Sie erteilten mir Befehle, drohten mir. Ich konnte es nicht mehr ertragen, sie
schreien und auf mir herumhacken zu hören. Ich wollte ihnen nicht mehr
gehorchen.«
    »Und warum wolltest du nicht mehr
gehorchen? Warum haben die Befehle dich so schockiert?«
    Estelle wendet den Blick ab und sieht
zum Fenster. Sie preßt die Lippen so fest aufeinander, daß sie sich weiß
verfärben.
    Der Mann versucht es noch mal.
    »Wer hat dir außer den Lehrern noch
Unerträgliches befohlen? Wer hat dir gedroht?«
    Estelle hört sich leise antworten.
    »Mein Großvater. Mein Großvater, den
ich hasse. So, sind Sie jetzt zufrieden?«
    Estelle bricht in Tränen aus und
vergräbt das Gesicht im Kopfkissen. Eine Hand streichelt ihr Haar.
    »Ruh dich aus. Wir belassen es für
heute dabei. Ich komme morgen früh wieder, und dann setzen wir unsere
Unterhaltung fort, wenn es dir recht ist.«
    Estelle nickt. Ja, es ist ihr recht. O
ja! Das Entsetzen muß aus ihr heraus. Sie ist müde, sie hat Kopfschmerzen, ihre
Erinnerung schmerzt. Aber es muß alles raus. Drei Jahre hat sie eingeschlossen
in ihrem Geheimnis gelebt. Drei Jahre hat sie geschwiegen, geknebelt. Vielleicht
hatte sie nicht mehr das Recht zu leben, wenn sie redete... Aber das Dasein,
das sie die letzten drei Jahre geführt hat, ist kein Leben mehr. Was spielte es
also für eine Rolle? Sie würde reden. Sie würde alles sagen.
    »Estelle, erzähl mir von deinem Großvater,
ja? Warum wohnst du bei ihm?«
    Er ist wieder da. Der Psychiater und
seine gräßlichen Fragen. Estelle hatte gehofft, er würde nicht kommen. Es geht
ihr gar nicht so schlecht in diesem Bett. Allein, ganz allein. Isoliert von
ihrer Familie und der Welt. Warum verlangt man von ihr zu reden? Warum muß sie
sich den Schmerz, die Scham in Erinnerung rufen? Wenn sie sie doch nur in
Frieden lassen würden!
    Und wenn Reden ihr wirklich helfen
könnte, aus dem Tunnel herauszukommen? Wenn der Psychiater recht hätte?

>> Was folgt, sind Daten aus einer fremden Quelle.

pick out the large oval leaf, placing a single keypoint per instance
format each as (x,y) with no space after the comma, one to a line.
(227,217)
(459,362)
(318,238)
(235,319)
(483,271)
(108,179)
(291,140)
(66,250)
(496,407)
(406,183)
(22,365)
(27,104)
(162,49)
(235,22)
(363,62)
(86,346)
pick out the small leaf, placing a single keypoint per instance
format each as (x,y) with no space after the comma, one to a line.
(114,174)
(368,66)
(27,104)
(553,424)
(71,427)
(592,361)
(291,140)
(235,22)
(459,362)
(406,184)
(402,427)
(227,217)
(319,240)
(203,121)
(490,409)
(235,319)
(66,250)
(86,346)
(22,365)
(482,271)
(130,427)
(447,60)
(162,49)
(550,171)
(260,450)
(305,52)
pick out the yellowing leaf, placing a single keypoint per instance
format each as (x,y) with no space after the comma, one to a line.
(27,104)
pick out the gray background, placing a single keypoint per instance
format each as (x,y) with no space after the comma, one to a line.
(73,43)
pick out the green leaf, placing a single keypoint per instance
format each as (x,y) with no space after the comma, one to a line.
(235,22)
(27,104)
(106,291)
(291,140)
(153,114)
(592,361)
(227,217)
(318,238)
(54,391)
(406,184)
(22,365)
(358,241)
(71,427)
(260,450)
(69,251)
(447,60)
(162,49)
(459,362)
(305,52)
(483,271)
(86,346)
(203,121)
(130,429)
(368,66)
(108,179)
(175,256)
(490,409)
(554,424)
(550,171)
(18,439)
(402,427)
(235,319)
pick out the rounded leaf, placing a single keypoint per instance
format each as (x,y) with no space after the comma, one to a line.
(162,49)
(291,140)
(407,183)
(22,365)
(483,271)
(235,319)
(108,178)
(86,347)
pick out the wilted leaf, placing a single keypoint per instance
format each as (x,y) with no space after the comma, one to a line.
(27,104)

    »Meine Mutter ist vor vier Jahren an
Krebs gestorben. Ich war sehr traurig, aber mir war am Anfang nicht klar, wie
sehr sie mir fehlen würde. Sie war die Sanftheit und Zärtlichkeit in Person.
Ich hätte mir nie vorstellen können, daß das eines Tages aufhören könnte.
Gleich als die ersten Symptome ihrer Krankheit auftraten, wußte ich, daß es ernst
war. Ich wollte keine Minute mehr von Mama getrennt sein. Ich habe mich bis
zuletzt an sie geklammert und gehofft, sie würde doch noch gerettet werden.
Eine neue Behandlungsmethode. Ich las sämtliche medizinischen Fachblätter. Ich
vergrub mich auch in weniger wissenschaftlichen Geschichten, die von
unerklärlichen Heilungen berichteten. Meine Mutter würde zu den Auserwählten
gehören, die gesundeten, nachdem sie bereits ihr Testament verfaßt hatten. Man
konnte sie mir nicht wegnehmen. Ich brauchte sie noch so sehr. Als sie trotz
meiner Gebete und meiner Versprechungen an Gott, immer brav zu sein, starb,
hatte ich einen Haß auf die ganze Welt. Mein Vater war ebenso verzweifelt wie
ich. Monatelang haben wir oft gemeinsam geweint. Dann stürzte er sich wieder in
die Arbeit, ging wieder auf Geschäftsreisen. Er stellte eine Frau ein, die sich
um mich, seine Angelegenheiten und das große Haus kümmern sollte.«
    Estelle ist überrascht, wie leicht es
ihr gefallen ist, das zu erzählen. Und doch liegt jetzt ein eiserner Ring um
ihre Brust und hindert sie daran fortzufahren.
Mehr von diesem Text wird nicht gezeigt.